Good Writer, Thoughtful Message
One of the live journal communities to which I belong, although I don't drop by often enough and it seems to be only intermittently active, is
engayge_america . One of its regular contributors,
joedecker , is a passionate and articulate proponent of common sense in the fight for equal rights and against hate. He wrote this piece, a sensitive and forceful contemplation of the latest battle in the war against Proposition 8 - and how the failure to take action against the proposition directly translates into lives lost - at his own lj. It impressed me. Some of the discussion it generated is also interesting.
One of the live journal communities to which I belong, although I don't drop by often enough and it seems to be only intermittently active, is

- Current Location:living room
- Current Mood:
contemplative
- Current Music:score to Chuck Jones' "The Dot and the Line"
Comments
Bingo. Except that it doesn't go far enough. The notion that failure to certify marriage in any specific state of the Union is somehow responsible for deaths of GLBTs is... how shall I put this? Ummm, how about "insane"?
--MMB
http://en.wikipedia.org/wiki/Matthew_Shepard
For me, the commentary radiated a frustration, fear, and anger that worried about violence, rather than threatening it. I'm not surprised, nor do I think the frustration, the "what the hell do we do now? What's going to happen now?" attitude insane, or even surprising.
Neither you nor I are in this young man's demographic; we haven't seen one of our civil rights given to us, then taken away - nor had such an action be only the latest in a long line of everything from unthinking insensitivity, to legislated injustice, to physical danger. None of that is the product of a liberal's fevered mind, that's the reality of the life of homosexual men and women in our society, and in our world. And it's wrong. If you or I were forced to deal with that, we might well react even more unhappily.
As for the reasoning of "while we wait, people die," I took from that the message that the kind of studious non-interference exhibited by media, the California AG, etc. against a deliberate attempt to keep a civil right, marriage, from one segment of the population, is reflective of a societal bias so strong that it drives a particular group of young people - homosexual teens - to a higher level of suicides than should ever be the case with kids.

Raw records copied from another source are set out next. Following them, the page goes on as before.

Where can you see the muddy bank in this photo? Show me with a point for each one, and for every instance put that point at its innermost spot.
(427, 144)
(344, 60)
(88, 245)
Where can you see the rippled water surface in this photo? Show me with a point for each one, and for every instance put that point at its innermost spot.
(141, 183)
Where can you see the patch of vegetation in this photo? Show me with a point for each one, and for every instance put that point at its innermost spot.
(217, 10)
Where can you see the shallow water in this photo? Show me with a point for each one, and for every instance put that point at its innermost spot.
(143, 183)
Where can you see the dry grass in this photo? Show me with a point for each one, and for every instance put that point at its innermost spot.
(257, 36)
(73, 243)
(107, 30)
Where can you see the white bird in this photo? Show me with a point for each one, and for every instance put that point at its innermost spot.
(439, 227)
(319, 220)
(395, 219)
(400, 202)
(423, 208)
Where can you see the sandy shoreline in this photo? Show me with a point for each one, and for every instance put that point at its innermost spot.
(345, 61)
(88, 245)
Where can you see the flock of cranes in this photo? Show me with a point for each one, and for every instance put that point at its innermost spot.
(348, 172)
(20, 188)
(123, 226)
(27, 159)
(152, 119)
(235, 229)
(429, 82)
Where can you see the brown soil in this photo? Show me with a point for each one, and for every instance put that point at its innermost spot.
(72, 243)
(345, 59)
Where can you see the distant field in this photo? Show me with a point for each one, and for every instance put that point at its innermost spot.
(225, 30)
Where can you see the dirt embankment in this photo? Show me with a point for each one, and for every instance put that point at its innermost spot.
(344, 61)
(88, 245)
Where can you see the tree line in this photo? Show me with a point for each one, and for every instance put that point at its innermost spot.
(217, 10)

I know someone who suicided because (well, this is what was in the note that was left) "she" was still not a genetic girl after reassignment surgery. Tell me how marital status affects that. Tell me how marital status related to Alan Turing's suicide after court-ordered hormone "therapy".
This marriage issue is down in the noise compared to those sorts of things, and anyone who uses it as a pretextuak explanation of suicides is kidding somebody--possibly everybody. Anyone who uses it as a pretext for homicide? Well, I suspect you know my personal stance on that.